ACTUARIAL CONSULTANTS reviewing the ESB’s pension fund have warned the State company that it cannot continue to increase retirement benefits in line with workers’ pay.
The scheme’s trustees called in Mercers last December, although the fund was not due to be reviewed for another year. The company’s group of unions and management are in talks on the pension scheme’s future after they reported last month that it was €1.957 billion in the red.
ESB pensions are indexed to pay in the company, which means that payments to retired staff increase in line with its pay.
The pensions are indexed despite the fact the scheme’s terms do not require this. The practice has been agreed between the scheme’s trustees, the company and the superannuation committee.
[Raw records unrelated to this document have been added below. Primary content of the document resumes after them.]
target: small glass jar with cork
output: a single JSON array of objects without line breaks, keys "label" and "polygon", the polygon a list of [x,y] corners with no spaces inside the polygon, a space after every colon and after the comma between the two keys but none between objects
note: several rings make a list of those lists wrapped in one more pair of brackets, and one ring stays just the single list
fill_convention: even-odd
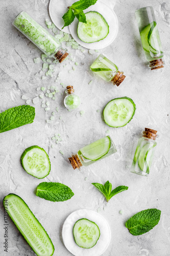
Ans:
[{"label": "small glass jar with cork", "polygon": [[131,173],[148,176],[154,157],[157,131],[145,128],[138,142],[131,169]]},{"label": "small glass jar with cork", "polygon": [[60,42],[27,12],[19,13],[12,25],[48,57],[61,63],[67,57],[68,53],[61,47]]},{"label": "small glass jar with cork", "polygon": [[92,63],[90,69],[107,82],[111,82],[117,86],[126,77],[124,72],[119,71],[118,67],[103,54],[100,54]]},{"label": "small glass jar with cork", "polygon": [[65,91],[66,96],[64,100],[64,104],[65,108],[71,111],[79,108],[81,104],[81,100],[78,95],[75,94],[72,86],[68,86],[66,88],[67,90]]},{"label": "small glass jar with cork", "polygon": [[116,152],[112,140],[108,136],[80,148],[68,159],[74,169],[80,169],[82,166],[87,166]]}]

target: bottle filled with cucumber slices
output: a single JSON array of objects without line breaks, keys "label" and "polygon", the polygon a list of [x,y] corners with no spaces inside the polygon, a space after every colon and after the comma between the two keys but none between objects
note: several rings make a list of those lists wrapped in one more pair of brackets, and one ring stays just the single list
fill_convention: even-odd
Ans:
[{"label": "bottle filled with cucumber slices", "polygon": [[117,151],[110,136],[100,139],[79,150],[68,158],[74,169],[87,166],[98,160],[105,158]]},{"label": "bottle filled with cucumber slices", "polygon": [[81,100],[80,97],[75,94],[75,90],[73,87],[71,86],[67,86],[67,90],[65,91],[66,94],[64,100],[64,104],[69,111],[77,109],[80,105]]},{"label": "bottle filled with cucumber slices", "polygon": [[92,71],[97,74],[107,82],[112,82],[118,86],[126,76],[124,72],[118,71],[116,66],[103,54],[100,54],[90,66]]},{"label": "bottle filled with cucumber slices", "polygon": [[12,24],[47,57],[53,57],[61,63],[68,56],[65,50],[61,48],[60,42],[27,12],[19,13]]},{"label": "bottle filled with cucumber slices", "polygon": [[143,176],[148,176],[154,155],[158,136],[157,131],[145,128],[142,137],[139,139],[133,158],[131,172]]},{"label": "bottle filled with cucumber slices", "polygon": [[149,68],[151,70],[163,68],[163,52],[153,7],[138,9],[135,15]]}]

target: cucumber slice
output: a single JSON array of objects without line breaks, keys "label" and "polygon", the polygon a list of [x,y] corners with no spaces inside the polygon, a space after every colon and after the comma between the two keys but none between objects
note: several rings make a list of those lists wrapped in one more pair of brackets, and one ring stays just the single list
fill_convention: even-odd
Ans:
[{"label": "cucumber slice", "polygon": [[89,249],[97,243],[100,231],[95,222],[87,219],[80,219],[75,224],[73,235],[76,244],[80,247]]},{"label": "cucumber slice", "polygon": [[109,32],[109,26],[105,18],[99,12],[85,13],[87,23],[79,22],[78,36],[83,42],[94,42],[104,39]]},{"label": "cucumber slice", "polygon": [[124,126],[133,118],[135,110],[135,104],[128,97],[112,99],[104,110],[105,122],[111,127]]},{"label": "cucumber slice", "polygon": [[48,156],[42,147],[32,146],[26,148],[20,160],[24,169],[32,176],[42,179],[48,175],[51,163]]},{"label": "cucumber slice", "polygon": [[86,159],[96,161],[106,155],[110,146],[110,139],[106,136],[80,150],[80,155]]},{"label": "cucumber slice", "polygon": [[152,148],[154,146],[151,147],[150,143],[147,143],[144,145],[141,150],[140,155],[139,156],[138,165],[140,169],[144,172],[146,169],[146,173],[149,173],[149,168],[151,165],[152,158]]},{"label": "cucumber slice", "polygon": [[99,72],[99,71],[112,71],[112,70],[110,69],[105,69],[104,68],[98,68],[96,69],[92,69],[90,68],[91,71],[93,72]]},{"label": "cucumber slice", "polygon": [[38,256],[51,256],[54,247],[48,235],[25,201],[10,194],[3,200],[5,209],[19,232]]}]

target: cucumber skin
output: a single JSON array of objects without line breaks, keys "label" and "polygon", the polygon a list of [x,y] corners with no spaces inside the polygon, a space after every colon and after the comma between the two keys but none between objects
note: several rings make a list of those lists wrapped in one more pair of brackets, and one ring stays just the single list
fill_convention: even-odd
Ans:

The actuaries who last month reported the deficit have recommended ending the practice.
According to their calculations, the fund can only meet 67 per cent of its projected liabilities. The shortfall is largely down to the collapse in global investment markets.
Along with tackling the deficit and preserving indexation, the unions want a number of changes to the scheme to ensure it reflects extra “non-superannuated” payments that are not included when it comes to calculating retiring workers’ benefits.
Brendan Ogle, an official with the union Unite, said the pension was originally designed to give workers 50 per cent of their salaries on retirement.
However, he explained that extra payments negotiated for staff are not necessarily included, and therefore their pensions do not come to 50 per cent of their salaries. “We’re trying to underpin and improve the scheme for all members.”
However, he rejected reports that an end to indexation could result in industrial action. “Industrial action would only become a live issue if the company was to refuse to do something that it has already agreed to do.”
Mr Ogle added that the group of unions was “amazed” when the trustees asked the actuaries to carry out a review a year early, particularly as stock markets had just endured their worst 12 months since the second World War.
One of the trustees, former ESB board member Joe Le Cumbre, recently said a threat to indexation or other benefits could give rise to industrial action.
The ESB said yesterday unions and management began talks on the issue this week, and were working on finding a solution.